Families with men serving during the invasion know what army life was back then. Uniforms were stiff as canvas until several washes made them compatible with the human body. Boots were big and heavy, so were socks. Sweating feet a constant misery except for off-duty hours when they could wear flip flops. Conditions were poor, vindictive superiors generally unchallenged and unrebuked for exercising PS B, psychological warfare, in which new recruits were subjected to all forms of abuse verbal and physical. And pity the man in his tight, stuffy bunk in a cramped, stifling hut when personal hygiene wasn’t the norm for the one above him.

These young, some very young, men were thrown into the heat of battle, lying under fire in the dust of a merciless July sun knowing they were grossly outnumbered, death or capture their probable fate.

Peaceful societies damage the atmosphere, but what does war do to it and us. In Mike Madden’s continuation of Tom Clancy’s fictitious adventures of Jack (now President) Ryan’s family, his depiction of rocket damage in Idlib, Syria, is one of the most terrifying illustrations of the havoc manmade weapons impose on flesh and blood bodies. ‘The cascading crashing warheads released clouds of combustible fuel mixed with finely powdered aluminum PETN high-explosives, and ethylene oxide gas into open streets.’

He continues that incendiary clouds penetrated every building in an eight-block area. Every room filled with the toxic mixture in nanoseconds. Timed scatter charges of conventional explosives in the warheads detonated next, resulting in a plasma cloud. Instant incineration. The shock wave produced thousands of pounds of pressure per square inch. The dead were the lucky ones, he wrote, limbs were torn away or broken; lungs ruptured, emboli formed in coronary and cerebral arteries; bowels perforated; inner ear structures crushed; eyes ripped from sockets.

Expanding overpressure waves smashed walls, broke windows and shattered doors. ‘The city became a form of shrapnel; hurling shards of burning brick, glass, wood and iron through the fiery winds, lacerating soft and exposed flesh.’ Atmospheric oxygen was consumed by the plasma cloud, creating a massive vacuum and a fireball of 3,000 degrees. The remaining buildings hadn’t a chance.

Shrieking survivors were crushed beneath tons of crumbling debris, buried alive, crucified by timbers, impaled on twisted metal. Anyone living was soon suffocated.
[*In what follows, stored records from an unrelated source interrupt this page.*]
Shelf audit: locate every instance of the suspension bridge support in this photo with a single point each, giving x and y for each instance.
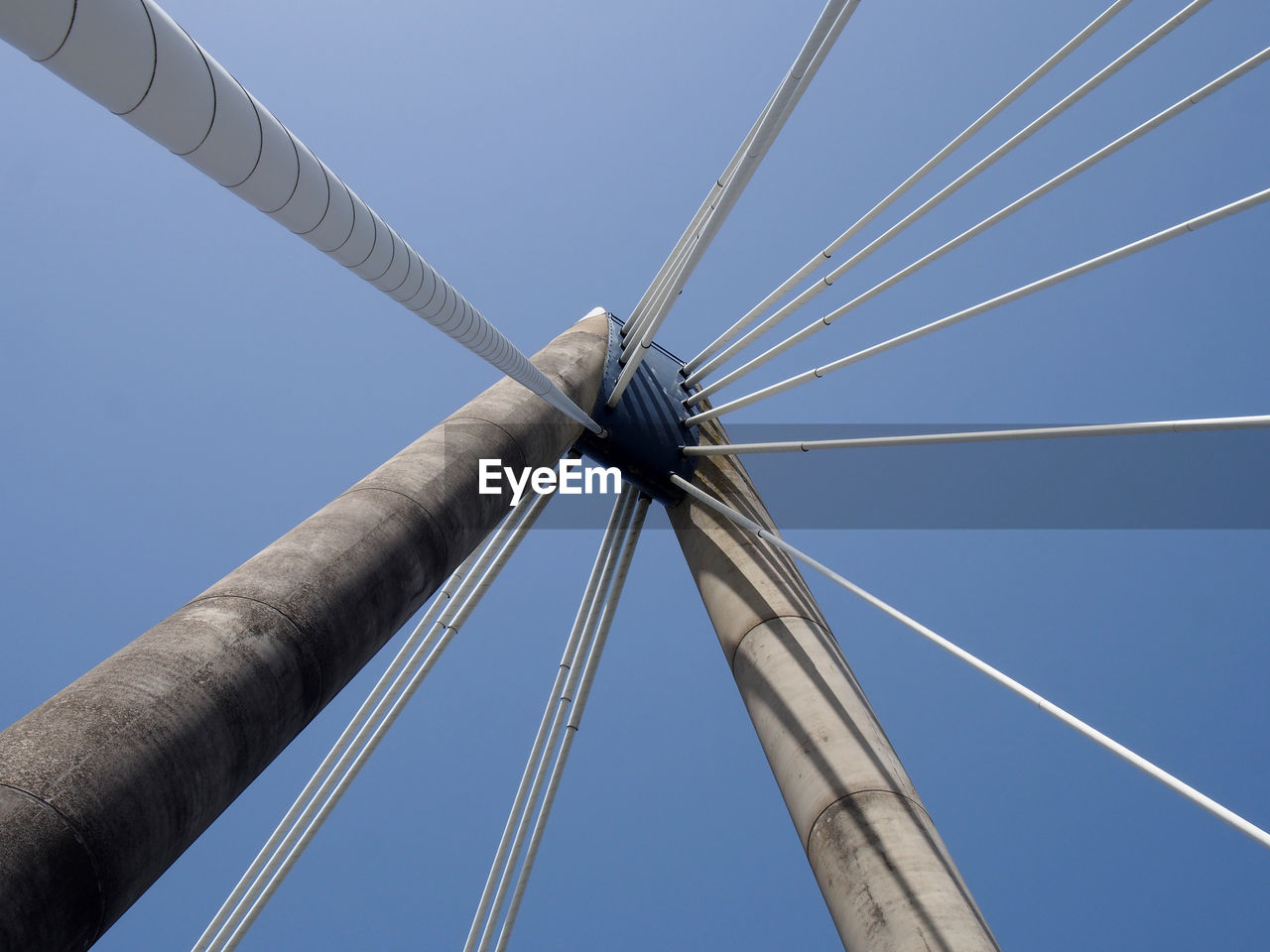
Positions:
(103, 785)
(885, 875)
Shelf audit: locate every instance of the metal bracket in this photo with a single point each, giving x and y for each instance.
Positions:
(645, 430)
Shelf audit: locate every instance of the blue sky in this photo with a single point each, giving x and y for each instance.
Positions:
(183, 381)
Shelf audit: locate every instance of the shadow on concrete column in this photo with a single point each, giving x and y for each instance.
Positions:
(103, 785)
(885, 875)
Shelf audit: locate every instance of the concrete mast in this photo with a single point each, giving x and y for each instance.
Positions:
(885, 875)
(103, 785)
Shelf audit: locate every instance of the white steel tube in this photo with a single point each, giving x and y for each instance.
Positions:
(579, 706)
(566, 699)
(1001, 214)
(486, 567)
(1106, 429)
(540, 740)
(826, 31)
(1057, 278)
(1003, 149)
(898, 191)
(135, 60)
(423, 629)
(1102, 740)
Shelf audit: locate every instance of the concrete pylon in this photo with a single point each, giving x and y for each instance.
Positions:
(885, 875)
(104, 784)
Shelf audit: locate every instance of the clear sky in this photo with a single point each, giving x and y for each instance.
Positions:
(183, 381)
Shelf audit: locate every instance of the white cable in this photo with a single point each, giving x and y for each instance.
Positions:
(574, 722)
(1005, 148)
(1109, 429)
(826, 31)
(503, 856)
(363, 712)
(996, 217)
(898, 191)
(425, 657)
(134, 59)
(1102, 740)
(1058, 277)
(566, 698)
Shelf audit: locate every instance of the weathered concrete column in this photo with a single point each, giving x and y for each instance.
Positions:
(104, 784)
(887, 878)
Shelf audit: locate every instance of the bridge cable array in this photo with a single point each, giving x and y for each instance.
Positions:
(451, 607)
(1137, 50)
(558, 728)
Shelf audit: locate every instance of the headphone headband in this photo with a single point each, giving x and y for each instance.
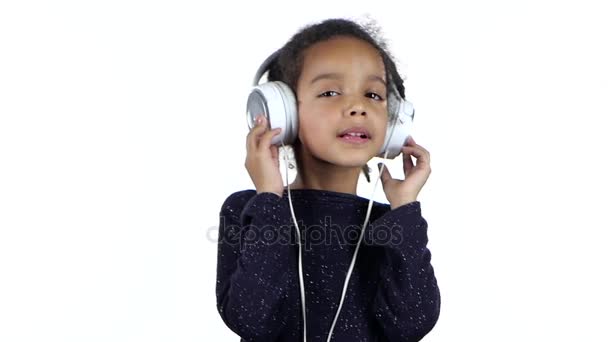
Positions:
(264, 67)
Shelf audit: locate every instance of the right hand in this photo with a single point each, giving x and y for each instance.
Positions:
(262, 162)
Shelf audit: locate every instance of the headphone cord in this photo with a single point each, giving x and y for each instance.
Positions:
(293, 216)
(354, 259)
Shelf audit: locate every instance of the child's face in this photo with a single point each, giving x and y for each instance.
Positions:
(353, 95)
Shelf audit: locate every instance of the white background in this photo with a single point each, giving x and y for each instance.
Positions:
(122, 131)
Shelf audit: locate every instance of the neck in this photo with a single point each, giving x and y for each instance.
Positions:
(327, 177)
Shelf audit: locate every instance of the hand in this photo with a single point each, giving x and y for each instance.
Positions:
(262, 162)
(400, 192)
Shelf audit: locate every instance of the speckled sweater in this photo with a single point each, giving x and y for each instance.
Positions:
(392, 294)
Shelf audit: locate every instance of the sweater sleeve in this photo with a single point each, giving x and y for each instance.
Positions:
(407, 300)
(252, 269)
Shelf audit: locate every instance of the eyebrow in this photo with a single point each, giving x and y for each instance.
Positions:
(335, 76)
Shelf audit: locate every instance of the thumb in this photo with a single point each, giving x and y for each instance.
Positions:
(385, 175)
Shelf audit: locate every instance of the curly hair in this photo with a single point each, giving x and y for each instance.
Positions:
(287, 66)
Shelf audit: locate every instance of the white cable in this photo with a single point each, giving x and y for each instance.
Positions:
(352, 263)
(300, 275)
(354, 259)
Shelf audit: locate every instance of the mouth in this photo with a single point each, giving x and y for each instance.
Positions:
(355, 135)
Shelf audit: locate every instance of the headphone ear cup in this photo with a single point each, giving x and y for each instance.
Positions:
(277, 102)
(403, 124)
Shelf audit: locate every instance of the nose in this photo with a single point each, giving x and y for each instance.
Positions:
(356, 107)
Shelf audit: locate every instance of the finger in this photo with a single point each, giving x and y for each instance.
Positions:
(266, 138)
(254, 134)
(421, 155)
(385, 174)
(408, 164)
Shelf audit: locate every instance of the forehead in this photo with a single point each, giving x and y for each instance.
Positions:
(342, 55)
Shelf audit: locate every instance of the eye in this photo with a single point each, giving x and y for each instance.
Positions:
(329, 93)
(375, 96)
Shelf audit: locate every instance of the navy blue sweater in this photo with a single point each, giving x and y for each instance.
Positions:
(392, 294)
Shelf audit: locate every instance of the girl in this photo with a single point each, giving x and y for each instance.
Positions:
(340, 75)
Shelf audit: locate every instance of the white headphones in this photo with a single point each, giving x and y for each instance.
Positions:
(278, 103)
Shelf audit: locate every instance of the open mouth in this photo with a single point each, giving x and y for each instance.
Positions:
(354, 137)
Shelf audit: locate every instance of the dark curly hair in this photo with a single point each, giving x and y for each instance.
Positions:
(287, 66)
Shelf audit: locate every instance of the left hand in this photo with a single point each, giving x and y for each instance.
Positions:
(400, 192)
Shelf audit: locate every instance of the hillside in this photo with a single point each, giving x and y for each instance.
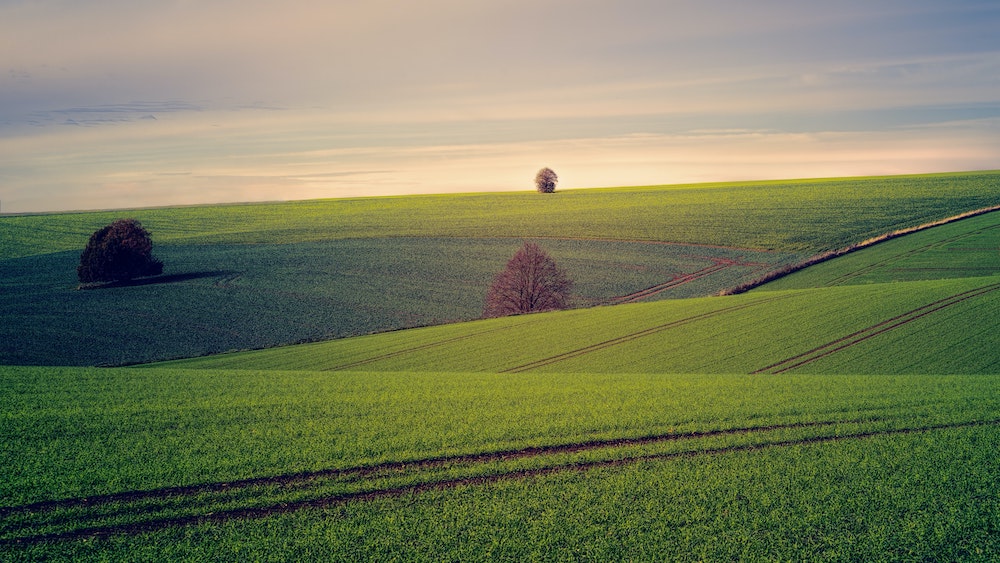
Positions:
(262, 275)
(846, 412)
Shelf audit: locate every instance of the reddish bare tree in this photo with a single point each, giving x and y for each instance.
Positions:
(545, 181)
(531, 282)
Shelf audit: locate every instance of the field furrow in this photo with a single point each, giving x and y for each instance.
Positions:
(635, 336)
(131, 513)
(873, 331)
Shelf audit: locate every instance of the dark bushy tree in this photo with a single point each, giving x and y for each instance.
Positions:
(531, 282)
(121, 251)
(546, 180)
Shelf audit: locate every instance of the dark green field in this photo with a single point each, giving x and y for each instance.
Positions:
(259, 275)
(847, 412)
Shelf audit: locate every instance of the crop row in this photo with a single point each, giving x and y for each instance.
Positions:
(738, 334)
(969, 247)
(202, 460)
(792, 216)
(218, 298)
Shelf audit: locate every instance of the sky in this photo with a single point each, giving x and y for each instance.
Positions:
(137, 103)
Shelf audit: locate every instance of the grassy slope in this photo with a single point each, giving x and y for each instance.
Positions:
(792, 216)
(796, 466)
(252, 276)
(919, 327)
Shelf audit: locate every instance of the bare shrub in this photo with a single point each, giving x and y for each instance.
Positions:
(120, 251)
(545, 181)
(531, 282)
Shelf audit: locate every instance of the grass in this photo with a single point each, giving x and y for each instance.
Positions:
(787, 216)
(232, 297)
(966, 248)
(261, 275)
(938, 326)
(829, 449)
(691, 429)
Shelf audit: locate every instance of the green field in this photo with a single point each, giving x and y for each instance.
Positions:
(847, 412)
(229, 465)
(260, 275)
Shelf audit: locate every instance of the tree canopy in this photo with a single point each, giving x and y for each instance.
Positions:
(545, 181)
(121, 251)
(531, 282)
Inflammables gas mains and petrol tanks stoked the rubble and the bodies beneath it into an inferno of unquenchable fire. He finishes: ‘It was the explosive equivalent of a tactical nuclear device, but entirely conventional, and perfectly legal, according to international treaties. It was also hell on earth.’ A fine piece of descriptive writing precisely outlining the horror of war.
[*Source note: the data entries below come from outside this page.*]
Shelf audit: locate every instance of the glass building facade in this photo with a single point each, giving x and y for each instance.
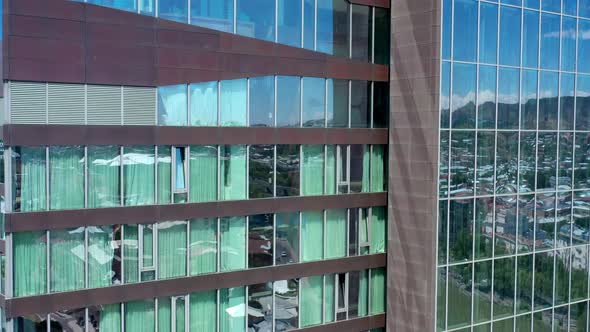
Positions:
(513, 231)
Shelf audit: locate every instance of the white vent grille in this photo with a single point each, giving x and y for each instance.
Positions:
(66, 103)
(139, 106)
(104, 105)
(28, 103)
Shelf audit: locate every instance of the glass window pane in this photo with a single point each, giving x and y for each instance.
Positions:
(30, 263)
(465, 30)
(337, 112)
(172, 246)
(488, 32)
(261, 171)
(138, 175)
(550, 32)
(361, 38)
(508, 102)
(314, 102)
(203, 104)
(287, 233)
(288, 101)
(232, 309)
(213, 14)
(463, 99)
(203, 173)
(289, 22)
(286, 304)
(312, 236)
(175, 10)
(256, 19)
(287, 170)
(530, 43)
(233, 103)
(233, 243)
(360, 113)
(66, 259)
(510, 36)
(260, 240)
(172, 105)
(262, 101)
(233, 172)
(30, 179)
(66, 177)
(203, 246)
(332, 27)
(104, 176)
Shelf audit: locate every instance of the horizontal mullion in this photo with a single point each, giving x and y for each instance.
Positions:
(45, 304)
(20, 135)
(61, 219)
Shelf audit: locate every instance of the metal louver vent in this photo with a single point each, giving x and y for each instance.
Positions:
(66, 103)
(28, 103)
(104, 105)
(139, 106)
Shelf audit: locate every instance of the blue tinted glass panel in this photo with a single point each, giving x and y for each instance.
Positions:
(510, 36)
(583, 46)
(488, 32)
(172, 105)
(530, 43)
(256, 18)
(465, 30)
(463, 100)
(332, 27)
(551, 5)
(550, 32)
(508, 101)
(568, 44)
(570, 7)
(175, 10)
(213, 14)
(289, 22)
(447, 28)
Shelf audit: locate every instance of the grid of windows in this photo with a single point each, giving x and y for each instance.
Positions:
(274, 306)
(329, 26)
(58, 177)
(513, 220)
(101, 256)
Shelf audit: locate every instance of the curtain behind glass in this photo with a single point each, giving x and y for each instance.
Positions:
(30, 263)
(312, 236)
(311, 300)
(233, 243)
(335, 233)
(203, 173)
(104, 173)
(110, 318)
(203, 246)
(232, 309)
(164, 174)
(66, 259)
(203, 311)
(171, 249)
(378, 230)
(312, 170)
(378, 162)
(100, 256)
(140, 316)
(138, 175)
(233, 172)
(33, 179)
(377, 290)
(66, 177)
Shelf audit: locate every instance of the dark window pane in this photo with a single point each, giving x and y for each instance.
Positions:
(287, 170)
(256, 18)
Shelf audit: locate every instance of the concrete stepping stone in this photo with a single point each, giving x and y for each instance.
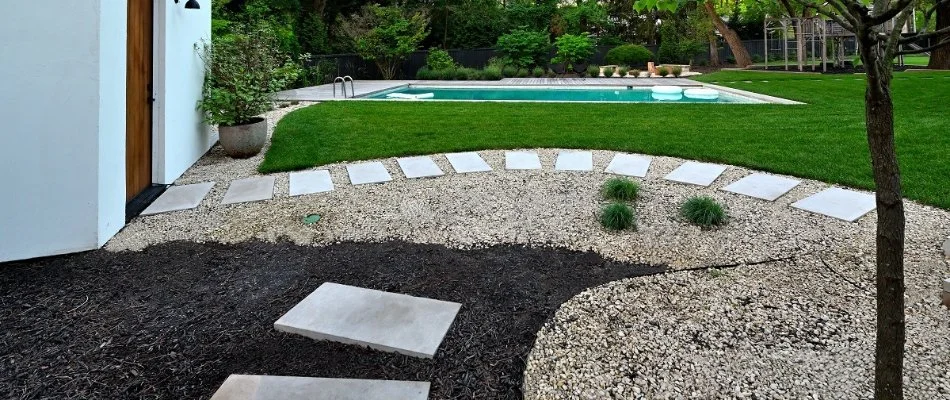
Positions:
(419, 167)
(265, 387)
(250, 189)
(464, 163)
(629, 165)
(569, 160)
(522, 160)
(696, 173)
(838, 203)
(371, 172)
(308, 182)
(384, 321)
(176, 198)
(762, 186)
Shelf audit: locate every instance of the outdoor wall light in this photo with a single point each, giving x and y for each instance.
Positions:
(191, 4)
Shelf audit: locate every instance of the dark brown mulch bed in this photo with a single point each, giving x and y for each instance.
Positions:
(175, 320)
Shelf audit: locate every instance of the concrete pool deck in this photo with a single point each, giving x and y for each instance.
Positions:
(362, 88)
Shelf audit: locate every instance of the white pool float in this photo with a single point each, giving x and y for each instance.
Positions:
(407, 96)
(701, 93)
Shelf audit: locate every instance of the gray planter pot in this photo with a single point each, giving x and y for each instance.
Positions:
(243, 141)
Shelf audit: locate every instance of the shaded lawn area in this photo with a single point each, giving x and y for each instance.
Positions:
(823, 140)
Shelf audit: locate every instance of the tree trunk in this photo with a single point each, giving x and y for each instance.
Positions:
(940, 58)
(735, 44)
(713, 50)
(879, 113)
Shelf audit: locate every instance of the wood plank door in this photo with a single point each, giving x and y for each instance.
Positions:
(138, 134)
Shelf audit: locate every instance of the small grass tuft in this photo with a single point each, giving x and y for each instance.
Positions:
(620, 189)
(617, 216)
(703, 211)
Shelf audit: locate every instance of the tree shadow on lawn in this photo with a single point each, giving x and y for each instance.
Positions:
(174, 320)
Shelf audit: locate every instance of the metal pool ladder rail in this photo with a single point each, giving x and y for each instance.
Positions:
(343, 80)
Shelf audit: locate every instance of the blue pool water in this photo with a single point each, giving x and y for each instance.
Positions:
(558, 94)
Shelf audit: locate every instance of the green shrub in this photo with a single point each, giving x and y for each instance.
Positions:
(593, 71)
(491, 73)
(524, 48)
(703, 211)
(572, 49)
(439, 59)
(620, 189)
(424, 73)
(617, 216)
(629, 54)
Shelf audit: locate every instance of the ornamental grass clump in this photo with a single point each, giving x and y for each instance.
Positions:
(618, 217)
(703, 211)
(620, 189)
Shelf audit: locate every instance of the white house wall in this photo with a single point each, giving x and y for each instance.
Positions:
(180, 137)
(63, 111)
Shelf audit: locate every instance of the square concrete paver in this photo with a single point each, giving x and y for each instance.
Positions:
(629, 165)
(384, 321)
(308, 182)
(569, 160)
(177, 198)
(843, 204)
(371, 172)
(249, 189)
(762, 186)
(464, 163)
(522, 160)
(696, 173)
(419, 167)
(265, 387)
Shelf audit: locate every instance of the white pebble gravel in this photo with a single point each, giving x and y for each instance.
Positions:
(789, 329)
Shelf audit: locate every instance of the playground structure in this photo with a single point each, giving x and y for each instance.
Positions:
(814, 37)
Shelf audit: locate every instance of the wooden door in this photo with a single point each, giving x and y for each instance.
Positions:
(138, 133)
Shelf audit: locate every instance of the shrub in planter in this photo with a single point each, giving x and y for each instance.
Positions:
(622, 70)
(629, 54)
(439, 59)
(703, 211)
(491, 73)
(617, 216)
(242, 71)
(593, 71)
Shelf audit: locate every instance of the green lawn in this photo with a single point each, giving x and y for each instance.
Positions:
(822, 140)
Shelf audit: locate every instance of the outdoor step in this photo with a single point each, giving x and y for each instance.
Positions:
(419, 167)
(629, 165)
(696, 173)
(762, 186)
(522, 160)
(464, 163)
(249, 189)
(266, 387)
(308, 182)
(572, 160)
(384, 321)
(842, 204)
(365, 173)
(175, 198)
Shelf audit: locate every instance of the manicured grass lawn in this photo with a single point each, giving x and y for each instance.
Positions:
(822, 140)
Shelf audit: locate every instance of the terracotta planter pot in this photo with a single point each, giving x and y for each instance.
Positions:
(243, 141)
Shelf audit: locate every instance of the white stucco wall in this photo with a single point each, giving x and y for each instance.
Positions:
(180, 136)
(62, 103)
Cyprus rescreens on anniversaries what deadly weapons did to bodies and buildings in 74. We empathise with victims from lived experience, watching appalling pictures from war zones, knowing they aren’t merely pictures, but life in relentless hell. Reading that passage, I wondered how any sane person can design ‘legal’ ‘conventional’ weapons of mass destruction, or any weapon that delivers hideous death, too often involving innocents. How do they face their own safe families blocking out responsibility for the vile suffering their weapons inflict? Do leaders, families exempt from battle, find it acceptable to fry, mutilate and bury alive other families, failing, as in the past, to prevent war crimes and save lives?
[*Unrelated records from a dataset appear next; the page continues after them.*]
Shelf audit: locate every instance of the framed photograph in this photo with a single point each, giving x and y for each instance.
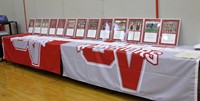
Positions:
(93, 25)
(119, 29)
(80, 28)
(169, 32)
(52, 27)
(38, 24)
(31, 26)
(135, 27)
(60, 27)
(45, 27)
(105, 29)
(151, 31)
(70, 27)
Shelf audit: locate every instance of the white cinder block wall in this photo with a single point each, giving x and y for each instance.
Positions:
(187, 10)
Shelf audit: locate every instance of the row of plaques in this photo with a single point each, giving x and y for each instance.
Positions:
(148, 31)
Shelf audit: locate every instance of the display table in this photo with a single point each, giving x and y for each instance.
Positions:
(156, 73)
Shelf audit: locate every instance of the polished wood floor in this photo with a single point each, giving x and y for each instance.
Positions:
(21, 83)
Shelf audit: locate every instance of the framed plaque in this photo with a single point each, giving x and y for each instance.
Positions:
(60, 27)
(151, 31)
(45, 27)
(52, 27)
(105, 29)
(38, 23)
(70, 27)
(119, 29)
(31, 26)
(169, 32)
(80, 28)
(135, 27)
(92, 28)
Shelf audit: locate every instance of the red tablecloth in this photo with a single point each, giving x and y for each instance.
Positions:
(50, 59)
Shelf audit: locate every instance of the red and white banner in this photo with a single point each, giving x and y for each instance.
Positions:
(33, 51)
(155, 73)
(149, 72)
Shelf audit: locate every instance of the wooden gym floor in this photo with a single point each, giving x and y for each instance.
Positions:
(21, 83)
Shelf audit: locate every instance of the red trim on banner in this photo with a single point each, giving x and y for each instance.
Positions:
(25, 19)
(157, 8)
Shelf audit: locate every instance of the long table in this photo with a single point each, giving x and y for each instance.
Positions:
(156, 73)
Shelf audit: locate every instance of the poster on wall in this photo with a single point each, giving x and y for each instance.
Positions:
(119, 29)
(92, 29)
(45, 27)
(38, 23)
(60, 27)
(80, 29)
(169, 32)
(105, 29)
(70, 27)
(135, 27)
(52, 27)
(31, 26)
(151, 31)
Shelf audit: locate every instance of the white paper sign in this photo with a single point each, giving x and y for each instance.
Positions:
(130, 35)
(150, 37)
(104, 34)
(168, 38)
(59, 31)
(37, 29)
(44, 30)
(30, 30)
(91, 33)
(80, 32)
(137, 36)
(118, 35)
(52, 31)
(70, 32)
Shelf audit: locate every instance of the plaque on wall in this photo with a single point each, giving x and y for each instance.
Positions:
(105, 29)
(92, 28)
(52, 27)
(169, 32)
(60, 27)
(38, 23)
(80, 29)
(151, 31)
(70, 27)
(135, 27)
(31, 26)
(45, 27)
(119, 29)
‘Please, let me fill your glass, we’ll talk about the past, then we should let it go. Friend, we’ve known some bitter years, shed many bitter tears, lost people we love so. Fire, we’ve seen fire, we have felt the heat that was not the sun, the bite of metal rain. Smoke clouds, choking smoke clouds, blotting out fields where broken bodies died in pain. Don’t let it happen again.’